Specific Aim 1 will address the hypothesis that nerve injury-induced changes in innervation will alter keratinocyte protein expression and function. Epidermal innervation and nerve injury- induced hypersensitivity will be correlated with keratinocyte expression of receptors and channels implicated in sensory transduction as well as cytokines known to sensitize sensory neurons. Functional changes in epidermis will be evaluated based on measurement of keratinocyte ATP release.

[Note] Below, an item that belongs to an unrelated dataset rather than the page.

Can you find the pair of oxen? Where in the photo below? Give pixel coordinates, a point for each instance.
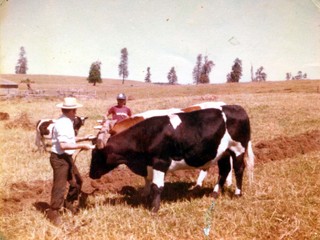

Specific Aim 2 will determine the effects of sensory neurons on protein expression and function of keratinocytes in organotypic culture where neuronal input will be introduced by co-culture with sensory neurons. These experiments will address the hypothesis that selected subsets of sensory neurons will have differential effects on keratinocytes. Biochemical approaches will be used to identify candidate mediators of neuro-keratinocyte signaling. Changes in the dynamic neuro-keratinocyte relationship following nerve injury may contribute to neuropathic pain mechanisms through sensitization of surviving epidermal nerve fibers and changes in keratinocyte transduction of sensory stimuli. Therefore, neuro-keratinocyte interactions and their modulation by nerve injury represent a previously unexplored component of the pathobiological consequences of nerve injury, and their understanding may lead to identification of novel peripheral therapeutic targets for neuropathic pain.
The proposed project will analyze the interaction between two important structures in the transmission of sensory information: sensory nerves and the epidermis of the skin. These studies will identify a pattern of keratinocyte changes associated with nerve injury that will provide a foundation for in-depth analysis of the contribution of neuro-keratinocyte interactions to pain. Manipulation of these interactions may be able to provide a peripherally restricted therapeutic strategy.